Transformação Digital e telemedicina: uma discussão importante para o futuro da saúde no Brasil

A tecnologia está a serviço da humanidade desde que o ser humano criou o primeiro machado a partir de um toco de madeira e uma pedra lascada. E vem evoluindo, com o homem sempre em busca de otimizar os processos e facilitar a sua vida. Nem sempre, porém, essa evolução se concretiza de maneira homogênea e sem ruídos. O que temos visto, especialmente nos últimos cem anos, é a inovação forçar o homem a se adaptar aos novos tempos. Algumas vezes, sem resistência: luz elétrica, fogão a gás, geladeira, carro, telefone. Outros, com um período de adaptação, como a troca da máquina de escrever pelo computador, troca de ligações telefônicas por mensagens instantâneas, etc. Contudo, há casos em que o homem, diante da perplexidade da mudança, resiste. E este parece ser, de certa forma, o caso da telemedicina e, ampliando o espectro, da telessaúde.

Logo que cheguei à Câmara dos Deputados, fui designada pelos meus pares de à Comissão de Seguridade Social e Família, responsável por todas as questões relacionadas à saúde. E, ali, me deparei com uma polêmica grande a respeito de um tema aparentemente simples: a utilização de tecnologias da informação e comunicação (TICs) para prover remotamente serviços de saúde, educação em saúde, além de administração dos serviços de saúde. Sim, havia resistência à implementação de uma legislação para a telemedicina e a telessaúde.

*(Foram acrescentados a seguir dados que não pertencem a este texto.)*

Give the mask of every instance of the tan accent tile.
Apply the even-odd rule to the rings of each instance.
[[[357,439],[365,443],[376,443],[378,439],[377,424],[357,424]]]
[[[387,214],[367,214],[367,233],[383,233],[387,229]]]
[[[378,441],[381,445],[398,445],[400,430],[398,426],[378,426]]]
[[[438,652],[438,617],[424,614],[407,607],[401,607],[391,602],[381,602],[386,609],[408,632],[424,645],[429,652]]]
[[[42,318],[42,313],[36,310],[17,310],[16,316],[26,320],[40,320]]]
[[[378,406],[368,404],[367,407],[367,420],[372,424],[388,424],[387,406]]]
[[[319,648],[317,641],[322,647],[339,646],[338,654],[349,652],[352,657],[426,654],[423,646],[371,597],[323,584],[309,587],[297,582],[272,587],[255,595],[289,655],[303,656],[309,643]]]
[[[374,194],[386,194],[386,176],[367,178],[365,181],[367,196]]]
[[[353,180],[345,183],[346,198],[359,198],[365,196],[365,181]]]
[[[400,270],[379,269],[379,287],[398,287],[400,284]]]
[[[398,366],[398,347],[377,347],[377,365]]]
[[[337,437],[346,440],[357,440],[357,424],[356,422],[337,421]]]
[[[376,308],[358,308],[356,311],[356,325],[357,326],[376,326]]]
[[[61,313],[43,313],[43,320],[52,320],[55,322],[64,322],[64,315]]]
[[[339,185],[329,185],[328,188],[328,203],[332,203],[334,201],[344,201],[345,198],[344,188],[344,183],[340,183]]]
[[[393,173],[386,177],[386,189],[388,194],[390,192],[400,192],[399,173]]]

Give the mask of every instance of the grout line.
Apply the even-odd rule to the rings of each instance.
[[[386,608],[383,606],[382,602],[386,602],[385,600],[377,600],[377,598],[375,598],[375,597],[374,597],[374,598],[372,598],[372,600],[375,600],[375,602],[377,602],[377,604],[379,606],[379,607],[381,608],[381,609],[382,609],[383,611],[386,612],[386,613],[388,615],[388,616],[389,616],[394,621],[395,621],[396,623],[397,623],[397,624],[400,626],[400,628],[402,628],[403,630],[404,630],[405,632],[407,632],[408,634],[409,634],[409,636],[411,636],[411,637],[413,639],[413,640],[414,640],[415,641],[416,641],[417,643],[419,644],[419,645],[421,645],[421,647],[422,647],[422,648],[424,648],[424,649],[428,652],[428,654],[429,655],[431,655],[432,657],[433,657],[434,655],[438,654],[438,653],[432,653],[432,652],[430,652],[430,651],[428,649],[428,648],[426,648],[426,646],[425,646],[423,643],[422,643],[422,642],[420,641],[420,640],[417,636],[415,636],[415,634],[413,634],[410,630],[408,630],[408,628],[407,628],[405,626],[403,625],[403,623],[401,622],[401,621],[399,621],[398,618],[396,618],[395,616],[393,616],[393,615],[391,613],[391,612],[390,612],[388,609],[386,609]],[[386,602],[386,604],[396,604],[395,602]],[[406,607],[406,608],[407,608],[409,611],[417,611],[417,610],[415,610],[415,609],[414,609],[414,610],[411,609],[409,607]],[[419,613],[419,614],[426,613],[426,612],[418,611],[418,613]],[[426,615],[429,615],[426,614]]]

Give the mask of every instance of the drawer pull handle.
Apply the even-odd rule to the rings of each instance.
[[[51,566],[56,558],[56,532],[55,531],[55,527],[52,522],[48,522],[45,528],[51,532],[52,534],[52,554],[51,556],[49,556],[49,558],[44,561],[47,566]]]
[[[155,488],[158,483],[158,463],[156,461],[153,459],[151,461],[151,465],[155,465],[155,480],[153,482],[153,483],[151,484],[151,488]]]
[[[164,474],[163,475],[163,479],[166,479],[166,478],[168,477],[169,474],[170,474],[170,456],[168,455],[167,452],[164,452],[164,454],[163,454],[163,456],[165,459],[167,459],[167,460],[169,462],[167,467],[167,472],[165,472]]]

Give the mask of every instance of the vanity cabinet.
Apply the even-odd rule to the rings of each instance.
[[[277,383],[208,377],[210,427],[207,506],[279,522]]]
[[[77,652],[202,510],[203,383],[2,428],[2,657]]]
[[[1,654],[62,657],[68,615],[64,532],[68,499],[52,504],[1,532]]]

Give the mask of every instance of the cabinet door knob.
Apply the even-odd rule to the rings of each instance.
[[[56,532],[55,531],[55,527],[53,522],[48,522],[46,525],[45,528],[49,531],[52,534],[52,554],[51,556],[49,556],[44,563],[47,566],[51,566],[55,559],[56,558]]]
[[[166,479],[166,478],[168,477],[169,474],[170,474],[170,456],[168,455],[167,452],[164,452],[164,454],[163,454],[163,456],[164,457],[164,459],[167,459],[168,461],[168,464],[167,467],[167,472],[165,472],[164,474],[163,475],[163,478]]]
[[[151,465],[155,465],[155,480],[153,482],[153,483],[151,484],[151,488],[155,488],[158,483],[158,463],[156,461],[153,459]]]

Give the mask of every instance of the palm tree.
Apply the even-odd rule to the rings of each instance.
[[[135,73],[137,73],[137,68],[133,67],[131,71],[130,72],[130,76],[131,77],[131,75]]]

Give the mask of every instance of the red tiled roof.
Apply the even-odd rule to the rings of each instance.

A prática veio antes da legislação, isso é claro. Quem nunca recorreu ao telefone ou ao whatsapp para ter do médico da família uma orientação urgente no meio da madrugada? Em um país continental como o nosso, onde muitas áreas só tem comunicação por rádio, e levam dias de barco para serem alcançadas, parece intuitivo que o tele-atendimento já existisse. Assim como havia registro de telerradiologia e hot-lines de operadoras de saúde. Mas o fato é que, antes da pandemia da COVID-19, a legislação era omissa sobre o tema.

Computador mostra imagem captada à distância
Com a telemedicina, um médico pode ver uma imagem captada à distância

Note-se que a Organização Mundial de Saúde, desde 1997, já dava ênfase à telessaúde como instrumento de acesso a áreas distantes e desassistidas. Note-se ainda que, em 2016, o Ministério da Saúde lançou o Projeto Nacional de Telessaúde, focado na atenção primária, tendo a telessaúde se tornado componente da Estratégia de Saúde Digital no Brasil. No entanto, essa nova estratégia baseada em recursos digitais ficou praticamente restrita a um registro de intenções para projetos futuros. E continuamos sem a regulamentação.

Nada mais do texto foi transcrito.